Load Multiple Measurements

Description

Loads multiple measurements.

Usage

load_mult(folder, columns = c(1:2), show.progress = FALSE)

Arguments

folder

Character string containing the path to the measurements.

columns

A vector of column numbers. The first entry will be used as the x-axis values, the second entry as y-axis values. All other columns will be ignored. Default: c(1,2).

show.progress

A logical value indicating if progress should be printed to the console. Default: FALSE.

Details

The input files need to be in the following format (even though column names do not matter):

t y
t.1 y.1
... ...
t.n y.n

All columns except the first two are removed.

Value

Returns a tibble in the format

t y filename
t.1 y.1 ...
... ... ...
t.n y.n ...

Examples

# store name of folder that contains files
input.folder <- forceR_example(type = "folder")

# load a mutiple files
df.all <- load_mult(folder = input.folder,
                    columns = c(1:2),
                    show.progress = FALSE)

Load single measurement

Description

Loads a single measurement.

Usage

load_single(filename, columns = c(1:2))

Arguments

filename

Character string containing the path to measurement file.

columns

A vector of column numbers. The first entry will be used as the x-axis values, the second entry as y-axis values. All other columns will be ignored. Default: c(1,2).

Details

#' The input files need to be in the following format (even though column names do not matter):

t y
t.1 y.1
... ...
t.n y.n

All columns except the first two are removed.

Value

A tibble with two columns named "t" and "y".

Examples

# Store filename
filename <- forceR_example(type="raw")

df.1 <- load_single(filename,
                    columns = c(1:2))

Polynomial Models Describing Average Peak Shapes.

Description

Extracted from df.all.

Usage

models

Format

A list with 4 named entries, each containing the 4-degree polynomial model that describes the average peak shape of the given species.

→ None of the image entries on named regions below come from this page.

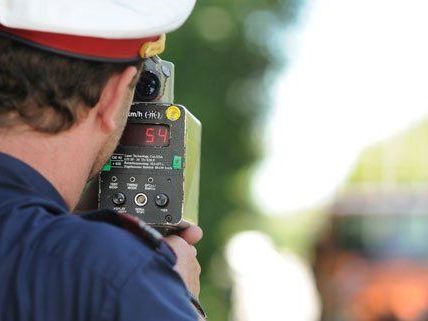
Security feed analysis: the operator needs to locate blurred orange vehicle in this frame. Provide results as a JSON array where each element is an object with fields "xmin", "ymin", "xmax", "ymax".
[{"xmin": 314, "ymin": 190, "xmax": 428, "ymax": 321}]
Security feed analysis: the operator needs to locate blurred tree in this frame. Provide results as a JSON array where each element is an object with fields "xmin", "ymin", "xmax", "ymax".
[{"xmin": 163, "ymin": 0, "xmax": 299, "ymax": 321}]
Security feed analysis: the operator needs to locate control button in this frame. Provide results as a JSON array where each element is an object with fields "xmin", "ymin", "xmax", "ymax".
[
  {"xmin": 134, "ymin": 193, "xmax": 147, "ymax": 206},
  {"xmin": 165, "ymin": 105, "xmax": 181, "ymax": 121},
  {"xmin": 172, "ymin": 156, "xmax": 183, "ymax": 169},
  {"xmin": 155, "ymin": 194, "xmax": 169, "ymax": 207},
  {"xmin": 111, "ymin": 193, "xmax": 126, "ymax": 206}
]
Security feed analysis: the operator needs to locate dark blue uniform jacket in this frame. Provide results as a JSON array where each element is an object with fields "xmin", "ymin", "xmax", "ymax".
[{"xmin": 0, "ymin": 153, "xmax": 197, "ymax": 321}]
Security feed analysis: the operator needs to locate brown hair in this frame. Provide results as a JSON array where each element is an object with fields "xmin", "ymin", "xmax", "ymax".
[{"xmin": 0, "ymin": 38, "xmax": 138, "ymax": 134}]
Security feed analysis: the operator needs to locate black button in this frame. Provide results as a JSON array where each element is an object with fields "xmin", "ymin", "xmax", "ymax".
[
  {"xmin": 155, "ymin": 194, "xmax": 169, "ymax": 207},
  {"xmin": 111, "ymin": 193, "xmax": 126, "ymax": 206}
]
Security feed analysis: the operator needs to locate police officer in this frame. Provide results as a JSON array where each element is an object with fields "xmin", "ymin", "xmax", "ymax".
[{"xmin": 0, "ymin": 0, "xmax": 206, "ymax": 321}]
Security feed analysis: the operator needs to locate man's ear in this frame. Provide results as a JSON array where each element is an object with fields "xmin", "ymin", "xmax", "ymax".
[{"xmin": 95, "ymin": 66, "xmax": 138, "ymax": 134}]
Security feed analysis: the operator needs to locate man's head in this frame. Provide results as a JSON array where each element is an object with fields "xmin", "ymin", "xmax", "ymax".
[
  {"xmin": 0, "ymin": 38, "xmax": 140, "ymax": 134},
  {"xmin": 0, "ymin": 38, "xmax": 141, "ymax": 175},
  {"xmin": 0, "ymin": 0, "xmax": 195, "ymax": 207}
]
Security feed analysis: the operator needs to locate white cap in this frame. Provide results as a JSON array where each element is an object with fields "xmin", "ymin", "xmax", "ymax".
[{"xmin": 0, "ymin": 0, "xmax": 196, "ymax": 60}]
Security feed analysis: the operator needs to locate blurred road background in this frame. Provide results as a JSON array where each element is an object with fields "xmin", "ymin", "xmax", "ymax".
[{"xmin": 162, "ymin": 0, "xmax": 428, "ymax": 321}]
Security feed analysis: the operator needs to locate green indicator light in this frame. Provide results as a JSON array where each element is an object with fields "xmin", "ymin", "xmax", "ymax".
[
  {"xmin": 172, "ymin": 156, "xmax": 183, "ymax": 169},
  {"xmin": 102, "ymin": 160, "xmax": 111, "ymax": 172}
]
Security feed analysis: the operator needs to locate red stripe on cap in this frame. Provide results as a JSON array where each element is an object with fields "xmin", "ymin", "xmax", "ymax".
[{"xmin": 0, "ymin": 24, "xmax": 159, "ymax": 60}]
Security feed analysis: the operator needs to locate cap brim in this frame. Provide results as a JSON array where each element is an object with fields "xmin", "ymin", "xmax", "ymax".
[{"xmin": 0, "ymin": 0, "xmax": 196, "ymax": 39}]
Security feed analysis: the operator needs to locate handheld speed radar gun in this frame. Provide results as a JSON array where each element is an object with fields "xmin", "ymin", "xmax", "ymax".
[{"xmin": 98, "ymin": 57, "xmax": 201, "ymax": 234}]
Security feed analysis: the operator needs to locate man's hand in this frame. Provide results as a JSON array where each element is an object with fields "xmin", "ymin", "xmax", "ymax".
[{"xmin": 165, "ymin": 225, "xmax": 203, "ymax": 298}]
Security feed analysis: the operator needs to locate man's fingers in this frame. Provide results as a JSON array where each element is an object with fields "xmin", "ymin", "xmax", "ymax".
[{"xmin": 178, "ymin": 224, "xmax": 204, "ymax": 245}]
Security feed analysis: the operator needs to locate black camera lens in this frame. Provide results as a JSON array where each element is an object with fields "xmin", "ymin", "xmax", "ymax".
[{"xmin": 134, "ymin": 71, "xmax": 161, "ymax": 102}]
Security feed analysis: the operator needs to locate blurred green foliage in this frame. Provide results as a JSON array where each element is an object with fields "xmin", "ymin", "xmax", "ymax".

Peak Duration and Maximum Force

Description

Calculate duration and maximum force for each individual peak.

Usage

peak_duration_max_force(
  df.peaks,
  df.data,
  path.data = NULL,
  show.progress = FALSE
)

Arguments

df.peaks

The resulting tibble of the function find_peaks(). See ?find_peaks for more details.

df.data

A data frame or tibble in the below format. The columns t (time), force, measurement, and specimen. (measurement ID) must be present. This will usually be the same table that was used before in find_peaks().

path.data

A string character defining where to save the results. If NULL (default), data is not stored in a file.

show.progress

A logical value indicating if progress should be printed to the console. Default: FALSE.

Value

Changes values within df.peaks and returns the changed tibble.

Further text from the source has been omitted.